A few revealing omissions from the ISG report are:discussion of Production Sharing Agreements or the details of the Paris Club and IMF agreements with Iraq. The need to reach the euphemistic "milestones" was mentioned quite a bit but just what they were was not.

And this is the heart of the matter.

While there were other considerations, the US went into Iraq to gain some degree of control and profit from Iraq's Oil sector. And thus far, this aspect of the adventure has been a failure.

The only group who wanted central control of Iraqi oil were the Sunni, who were overthrown. If the Shia and/or the Kurds start signing contracts and exporting "new discovery" oil while the US imposed Central Government in Iraq is stuck doling out revenues from "existing" oil fields, this war will indeed, be, as Ret. General Odom has opined, the greatest strategic disaster in US history.

Some might wonder what I think the market impact of this will be.

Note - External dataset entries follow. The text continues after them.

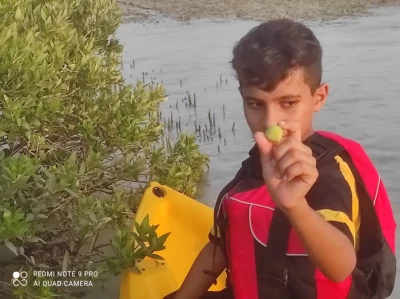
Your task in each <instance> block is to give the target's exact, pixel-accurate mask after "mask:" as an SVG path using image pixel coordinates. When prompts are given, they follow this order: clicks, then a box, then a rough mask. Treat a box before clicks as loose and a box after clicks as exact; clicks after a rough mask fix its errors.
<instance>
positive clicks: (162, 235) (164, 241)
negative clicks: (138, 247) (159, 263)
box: [157, 233, 171, 244]
mask: <svg viewBox="0 0 400 299" xmlns="http://www.w3.org/2000/svg"><path fill="white" fill-rule="evenodd" d="M170 234H171V233H166V234H164V235H162V236H160V237H158V238H157V243H158V242H159V243H160V244H164V243H165V241H166V240H167V238H168V237H169V235H170Z"/></svg>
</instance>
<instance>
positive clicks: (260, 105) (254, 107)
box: [249, 102, 261, 108]
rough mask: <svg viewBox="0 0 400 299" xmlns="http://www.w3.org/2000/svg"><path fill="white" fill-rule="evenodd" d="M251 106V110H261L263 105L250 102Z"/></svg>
mask: <svg viewBox="0 0 400 299" xmlns="http://www.w3.org/2000/svg"><path fill="white" fill-rule="evenodd" d="M249 106H250V107H251V108H260V107H261V103H259V102H249Z"/></svg>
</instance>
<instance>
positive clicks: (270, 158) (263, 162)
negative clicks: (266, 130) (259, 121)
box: [254, 132, 272, 165]
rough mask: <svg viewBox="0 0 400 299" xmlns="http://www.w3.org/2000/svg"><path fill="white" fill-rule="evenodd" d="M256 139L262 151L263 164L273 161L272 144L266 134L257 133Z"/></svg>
mask: <svg viewBox="0 0 400 299" xmlns="http://www.w3.org/2000/svg"><path fill="white" fill-rule="evenodd" d="M254 139H255V140H256V143H257V147H258V149H259V151H260V159H261V164H262V165H264V164H266V163H269V162H270V161H271V159H272V143H271V142H269V141H268V139H267V138H266V137H265V133H264V132H255V133H254Z"/></svg>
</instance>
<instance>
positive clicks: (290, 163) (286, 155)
mask: <svg viewBox="0 0 400 299" xmlns="http://www.w3.org/2000/svg"><path fill="white" fill-rule="evenodd" d="M278 125H279V126H280V127H281V128H282V129H283V131H284V136H285V137H284V138H283V139H282V140H281V141H280V142H279V143H277V144H272V143H271V142H270V141H268V139H267V138H266V137H265V133H264V132H256V133H254V138H255V140H256V143H257V146H258V148H259V151H260V160H261V166H262V173H263V178H264V181H265V183H266V185H267V188H268V192H269V194H270V195H271V197H272V199H273V200H274V201H275V204H276V205H277V206H278V207H279V208H283V209H286V210H288V209H292V208H295V207H296V206H298V205H301V204H302V203H304V200H305V199H304V198H305V196H306V194H307V192H308V191H309V190H310V188H311V187H312V185H313V184H314V183H315V181H316V180H317V177H318V171H317V168H316V160H315V158H314V157H313V156H312V151H311V149H310V148H309V147H308V146H306V145H304V144H303V142H302V139H301V128H300V123H299V122H297V121H292V120H286V121H280V122H279V123H278Z"/></svg>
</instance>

I don't know, is my best guess.

But if pressed I think any relief over steps in the right direction will be short lived.

Having thrown out the issue of linkage, the Israelis will have to get on board or the plan will look as stillborn as Sec. of State Rice's New Middle East.

Moreover, it looks to me that the US is negotiating from a position of weakness, and that is a tough position in the great game. Additionally, the lack of forthrightness on the oil issue suggests to me that the prize is still desired.

The only way I can see the United States emerging from this fiasco without its tail between its legs is to give up on squeezing profits from the oil sector. If we can reproduce the sensabilities that led to the formation of Saudi Aramco, we just might be able to stay and play. If we try to impose and steal I think we are doomed in the region for a few generations.

All of which reminds me of the wisdom of the Powell Doctrine, which, paraphrased, means, don't start a fight unless you KNOW you can win and win big.

2 comments:

STS said...

Thanks for parsing the report for us. Your reading sounds on target to me.

I recall a trial balloon several months ago about retreating to a handful of "superbases" from which to exercise "influence" (control of oil flow) while lowering our profile as a target for IEDs/RPGs.

If that strategy could work, I'm sure it would be popular inside the beltway. Only trouble is we seem to be on the verge of having the Green Zone overrun by some of the Iraqi Army we decided to lay off. This notion comes from Juan Cole's blog: http://www.juancole.com/2006/11/233-dead-in-civil-war-carnage-health.html

Which conjures images such as:
http://upload.wikimedia.org/wikipedia/en/a/a8/Vietnamescape.jpg

Dude said...

I too will be surprised if we can stick it out there for too many more years.